Vahiy, tüm bu iman şubelerinin/dallarının isimlerini koymamıştır. Dolayısıyla bu konuda genel olarak itaat konusunda gayretli olmayı, vaciplere bağlı kalmayı, tavsiye edilenleri yapmada gayretli olmayı ve müstehap olan amelleri yapmakta yarışmayı teşvik etmiştir.

Ebu Abbas el-Kurtubî r.h şöyle dedi:

Bu hadisin amacı yukarıda belirttiğimiz gibi şeriat amellerine iman denilmesi ve bu sayı ile sınırlı olmasıdır ancak şeriat bu sayıyı bize detaylıca belirtmemiş ve açıklamamıştır.

Sonradan gelen bazı alimler, bu şubeleri sayma zahmetine katlanmış, böylece Şeriat hukukunun özelliklerini gözden geçirmiş ve iddialarında bu sayıya ulaşıncaya kadar bunları sıralamıştır. Ancak bu geçerli değildir çünkü söylenenlere eklemeler yapmak, söylenenlerden çıkarmalar yapmak mümkündür. Zira bazıları diğerlerinin kapsamına girmektedir.

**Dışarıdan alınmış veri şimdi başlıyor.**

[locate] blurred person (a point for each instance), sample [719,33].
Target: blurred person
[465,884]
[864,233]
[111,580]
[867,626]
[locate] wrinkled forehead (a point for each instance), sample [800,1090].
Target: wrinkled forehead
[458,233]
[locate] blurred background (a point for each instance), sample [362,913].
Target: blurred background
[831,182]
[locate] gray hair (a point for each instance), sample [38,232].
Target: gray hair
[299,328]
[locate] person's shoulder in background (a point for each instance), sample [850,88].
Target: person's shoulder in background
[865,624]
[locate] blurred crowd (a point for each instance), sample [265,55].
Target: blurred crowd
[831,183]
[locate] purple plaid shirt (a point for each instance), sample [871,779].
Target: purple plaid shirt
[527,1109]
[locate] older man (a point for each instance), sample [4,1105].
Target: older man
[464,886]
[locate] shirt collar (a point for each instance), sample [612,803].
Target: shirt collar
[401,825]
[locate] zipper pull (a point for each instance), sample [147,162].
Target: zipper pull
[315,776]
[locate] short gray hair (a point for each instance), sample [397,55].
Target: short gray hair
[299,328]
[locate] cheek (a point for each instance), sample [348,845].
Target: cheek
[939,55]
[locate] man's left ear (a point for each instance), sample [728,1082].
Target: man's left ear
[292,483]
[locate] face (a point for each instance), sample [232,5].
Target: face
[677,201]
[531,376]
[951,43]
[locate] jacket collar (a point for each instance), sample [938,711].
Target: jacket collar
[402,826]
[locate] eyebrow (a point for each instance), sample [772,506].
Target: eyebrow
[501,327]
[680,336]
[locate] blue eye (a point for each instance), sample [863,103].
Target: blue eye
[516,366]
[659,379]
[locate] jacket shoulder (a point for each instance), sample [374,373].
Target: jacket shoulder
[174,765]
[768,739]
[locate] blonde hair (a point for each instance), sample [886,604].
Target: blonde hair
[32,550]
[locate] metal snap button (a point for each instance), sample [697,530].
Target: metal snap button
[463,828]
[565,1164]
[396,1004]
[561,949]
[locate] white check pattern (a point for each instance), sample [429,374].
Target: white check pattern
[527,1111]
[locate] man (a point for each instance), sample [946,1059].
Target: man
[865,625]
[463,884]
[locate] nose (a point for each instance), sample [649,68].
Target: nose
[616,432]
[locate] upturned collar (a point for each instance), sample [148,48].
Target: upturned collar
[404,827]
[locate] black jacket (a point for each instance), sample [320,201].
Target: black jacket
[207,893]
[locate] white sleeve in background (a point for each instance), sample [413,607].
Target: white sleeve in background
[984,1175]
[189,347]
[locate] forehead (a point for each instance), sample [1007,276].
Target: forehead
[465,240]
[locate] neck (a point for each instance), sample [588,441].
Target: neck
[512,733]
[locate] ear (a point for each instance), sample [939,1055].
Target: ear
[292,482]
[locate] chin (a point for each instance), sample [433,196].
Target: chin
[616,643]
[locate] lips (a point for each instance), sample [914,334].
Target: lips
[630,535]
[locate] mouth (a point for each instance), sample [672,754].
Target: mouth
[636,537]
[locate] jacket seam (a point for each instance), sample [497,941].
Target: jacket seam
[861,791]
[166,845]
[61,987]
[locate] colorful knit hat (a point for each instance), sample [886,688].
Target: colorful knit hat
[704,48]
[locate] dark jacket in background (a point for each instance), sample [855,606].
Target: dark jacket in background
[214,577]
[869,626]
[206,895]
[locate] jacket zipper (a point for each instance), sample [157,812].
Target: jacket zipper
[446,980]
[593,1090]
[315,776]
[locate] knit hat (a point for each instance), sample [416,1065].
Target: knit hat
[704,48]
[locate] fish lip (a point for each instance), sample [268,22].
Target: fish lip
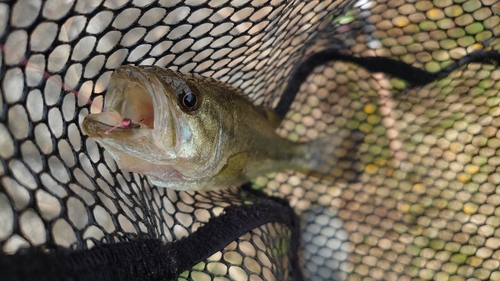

Doğru olan, Ebu Süleyman el-Hattâbi ve diğerlerinin vardığı sonuçtur: Bu, yüce Allah’ın ilmi ve O'nun Resulünün ilmi ile sınırlıdır ve şeriatta ayrıntılı olarak mevcuttur. Ancak Şeriat bölümleri detaylıca belirtilmemiştir, dolayısıyla mükellef olduğumuz amelleri yaptığımız takdirde sayılar bizi etkilemez.  Sonuç olarak bize emrolunanları yaparız, yasakladıkları şeylerden ise rakamlarını saymasak da sakınırız; en iyisini Allah bilir. “El-Müfhim” (1/217).

İmanın Şubeleri/Bölümleri, Hadiste Geçen Sayı ile Sınırlı Mıdır?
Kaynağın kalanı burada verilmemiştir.